Today‘s selections are "We Were" by Jeremy Gadd and "Sleeping With My Sister" by Zoe FitzGerald-Beckett. Order your copy of “The Healing Muse” today.
Deirdre Neilen, PhD: Some of our most visual and poignant poems are those describing family members. Sibling love. Here are two from our latest issue.

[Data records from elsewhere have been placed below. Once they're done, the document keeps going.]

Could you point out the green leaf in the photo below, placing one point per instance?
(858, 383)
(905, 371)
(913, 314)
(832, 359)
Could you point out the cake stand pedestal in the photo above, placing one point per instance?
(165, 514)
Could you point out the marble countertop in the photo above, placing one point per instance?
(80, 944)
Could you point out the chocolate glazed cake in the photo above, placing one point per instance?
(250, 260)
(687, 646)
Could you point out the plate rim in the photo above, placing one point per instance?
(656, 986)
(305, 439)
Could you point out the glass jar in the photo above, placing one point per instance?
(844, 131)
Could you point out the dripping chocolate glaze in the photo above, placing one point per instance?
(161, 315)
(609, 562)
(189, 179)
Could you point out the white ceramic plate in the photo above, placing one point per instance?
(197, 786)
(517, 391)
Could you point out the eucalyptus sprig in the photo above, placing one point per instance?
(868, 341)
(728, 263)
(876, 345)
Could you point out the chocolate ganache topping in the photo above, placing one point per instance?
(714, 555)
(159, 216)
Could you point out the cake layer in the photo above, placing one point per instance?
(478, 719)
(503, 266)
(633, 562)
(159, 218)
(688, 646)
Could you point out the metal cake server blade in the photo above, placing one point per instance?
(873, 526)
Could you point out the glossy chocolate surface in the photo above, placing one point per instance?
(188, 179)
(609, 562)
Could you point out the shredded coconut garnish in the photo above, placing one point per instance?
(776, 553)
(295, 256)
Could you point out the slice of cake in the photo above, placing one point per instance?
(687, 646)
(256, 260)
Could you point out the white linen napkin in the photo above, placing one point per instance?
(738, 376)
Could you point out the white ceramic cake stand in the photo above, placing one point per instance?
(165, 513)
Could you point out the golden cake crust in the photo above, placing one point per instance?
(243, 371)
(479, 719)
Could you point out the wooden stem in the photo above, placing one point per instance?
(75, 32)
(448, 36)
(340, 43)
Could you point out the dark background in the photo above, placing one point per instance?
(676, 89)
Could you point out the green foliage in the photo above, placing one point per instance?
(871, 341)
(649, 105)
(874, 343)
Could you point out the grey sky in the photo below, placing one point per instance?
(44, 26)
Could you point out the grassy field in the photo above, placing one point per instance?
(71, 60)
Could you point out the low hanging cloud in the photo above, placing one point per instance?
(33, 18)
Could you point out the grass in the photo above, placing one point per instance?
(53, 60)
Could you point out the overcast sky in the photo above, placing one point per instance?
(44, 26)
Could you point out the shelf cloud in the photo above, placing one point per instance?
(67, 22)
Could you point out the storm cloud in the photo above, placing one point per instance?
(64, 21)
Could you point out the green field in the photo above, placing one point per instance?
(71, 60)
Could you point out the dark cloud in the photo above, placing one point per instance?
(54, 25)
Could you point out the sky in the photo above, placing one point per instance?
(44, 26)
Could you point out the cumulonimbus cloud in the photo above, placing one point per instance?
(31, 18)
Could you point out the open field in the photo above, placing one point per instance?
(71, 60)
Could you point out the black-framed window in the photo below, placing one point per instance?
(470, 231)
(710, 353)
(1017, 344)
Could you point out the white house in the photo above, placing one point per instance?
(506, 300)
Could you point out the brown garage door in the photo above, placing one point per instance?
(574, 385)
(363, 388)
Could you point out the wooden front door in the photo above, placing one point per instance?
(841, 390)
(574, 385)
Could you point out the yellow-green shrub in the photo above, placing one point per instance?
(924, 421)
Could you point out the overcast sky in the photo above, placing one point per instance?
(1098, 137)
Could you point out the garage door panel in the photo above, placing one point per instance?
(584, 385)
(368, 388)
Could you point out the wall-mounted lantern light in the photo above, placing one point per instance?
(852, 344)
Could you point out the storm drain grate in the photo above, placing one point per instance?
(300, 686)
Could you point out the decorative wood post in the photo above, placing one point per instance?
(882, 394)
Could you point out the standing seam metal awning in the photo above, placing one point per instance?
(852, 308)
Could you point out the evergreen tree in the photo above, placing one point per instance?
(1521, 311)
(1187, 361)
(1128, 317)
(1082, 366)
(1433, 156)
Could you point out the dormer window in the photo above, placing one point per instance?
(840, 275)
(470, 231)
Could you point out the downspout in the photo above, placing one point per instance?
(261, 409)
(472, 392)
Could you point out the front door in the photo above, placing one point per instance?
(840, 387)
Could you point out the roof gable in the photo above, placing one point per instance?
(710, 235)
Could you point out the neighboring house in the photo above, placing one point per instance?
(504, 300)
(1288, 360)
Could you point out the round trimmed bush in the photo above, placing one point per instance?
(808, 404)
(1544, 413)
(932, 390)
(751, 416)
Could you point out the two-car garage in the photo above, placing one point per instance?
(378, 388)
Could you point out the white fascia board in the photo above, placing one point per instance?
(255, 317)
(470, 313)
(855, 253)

First is Jeremy Gadd from Australia, who offers us a portrait of opposites when young, but now finding common ground.
Here is "We Were":
We were orange and apple,
yin and yang, chalk and cheese
as children; quiet to your loud,
near to your far, circle to your square,
sharing only unruly hair and shelter
from the storm of parental repression
and mutual amusement at our
teenage indiscretions but, now,
more bonded in dying than
in life by a genetic disease,
we share more laughter than depression,
more love than any previous sibling aggression.
Zoe FitzGerald-Beckett is from Maine, and she takes us back and forth in time to pay tribute to sisters' love. Here is "Sleeping with My Sister":
We were sleeping together again, rain drumming
on the roof. Rain and tears in torrents, and the salt
and sweat of love's labor to save her. To vanquish
all fears, and the monster growing in her brain.
Our childish fears often drove us both out of bed
in the past. Her fear of everything. My fear our parents
might disappear. We'd meet in the dark and cling together,
crying and comforting, in whatever bed would have us.
Our grown-up fears were in bed with us that night, silencing
the hard questions. What is her brain tumor doing? Is there
nothing left we can do? Truth banished to the darkest
corner. No answers but the drumbeat of rain on the roof.
She was the beauty of the family; the baby sister who followed
me everywhere, sure I knew everything. She always asked, Where
are you going? Can I come too? I'd say, Yes. Sometimes. Or, No.
Leave me alone. That night I prayed, Don't ever leave me.
The rain was slowing. Her voice a drifting mist. She said, Listen,
it sounds like music. What does it mean? Knowing nothing, I
could only ask, What? She said, The back and forth, the back
and forth. And I could only whisper -- O, Pioneer. O, Dear Heart.